In Waterville, delayed diagnosis issues often show up in ways that don’t look dramatic at first—until they do. Residents frequently encounter care transitions between primary care, urgent care, imaging centers, and specialty referrals, sometimes across different systems.
Common patterns we see include:
- Abnormal imaging or lab results not acted on promptly. For example, a patient gets told to “follow up,” but the follow-up doesn’t happen quickly enough—or the result isn’t communicated clearly.

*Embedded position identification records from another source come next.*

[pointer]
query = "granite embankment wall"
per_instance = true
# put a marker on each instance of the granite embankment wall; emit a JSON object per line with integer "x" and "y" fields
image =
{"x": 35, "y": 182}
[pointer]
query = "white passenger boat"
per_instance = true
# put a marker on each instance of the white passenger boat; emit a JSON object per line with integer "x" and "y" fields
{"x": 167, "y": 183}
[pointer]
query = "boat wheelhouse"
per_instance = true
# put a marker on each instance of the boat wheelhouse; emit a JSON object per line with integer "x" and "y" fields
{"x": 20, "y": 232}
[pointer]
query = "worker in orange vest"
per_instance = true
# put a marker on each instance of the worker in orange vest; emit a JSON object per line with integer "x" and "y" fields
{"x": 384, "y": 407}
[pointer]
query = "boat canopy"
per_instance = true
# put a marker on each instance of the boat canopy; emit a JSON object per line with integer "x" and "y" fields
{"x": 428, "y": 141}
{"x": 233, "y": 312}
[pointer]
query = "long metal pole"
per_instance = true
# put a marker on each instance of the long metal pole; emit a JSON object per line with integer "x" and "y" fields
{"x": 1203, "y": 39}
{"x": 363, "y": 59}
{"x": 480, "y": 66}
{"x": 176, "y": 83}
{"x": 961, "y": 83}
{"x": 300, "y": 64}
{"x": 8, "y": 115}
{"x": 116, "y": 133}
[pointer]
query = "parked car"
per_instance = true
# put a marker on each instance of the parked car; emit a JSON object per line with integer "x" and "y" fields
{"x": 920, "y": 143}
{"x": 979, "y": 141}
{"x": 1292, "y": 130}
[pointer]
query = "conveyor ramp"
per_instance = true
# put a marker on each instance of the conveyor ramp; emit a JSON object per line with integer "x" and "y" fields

- Discharge instructions that don’t match what the patient experiences later. Someone is sent home after evaluation, but symptoms persist or intensify before the recommended re-check.
- Referral delays during busy seasons. Central Maine clinics can get backlogged, and specialty appointments may take time. If symptoms worsen meanwhile, the question becomes whether clinicians managed the risk appropriately.
- Missed “trend” symptoms across repeat visits. A patient returns more than once for the same or evolving symptoms, yet the workup doesn’t escalate when it should.
- Hand-off problems between providers. One clinician orders testing; another is supposed to interpret or follow up. If critical information falls through the cracks, delay can be part of the harm.
If you’re wondering whether your experience fits a legal “diagnostic delay” theory, the most important thing is not whether you use the right label—it’s whether the record shows a decision point where earlier, reasonable action could have changed outcomes.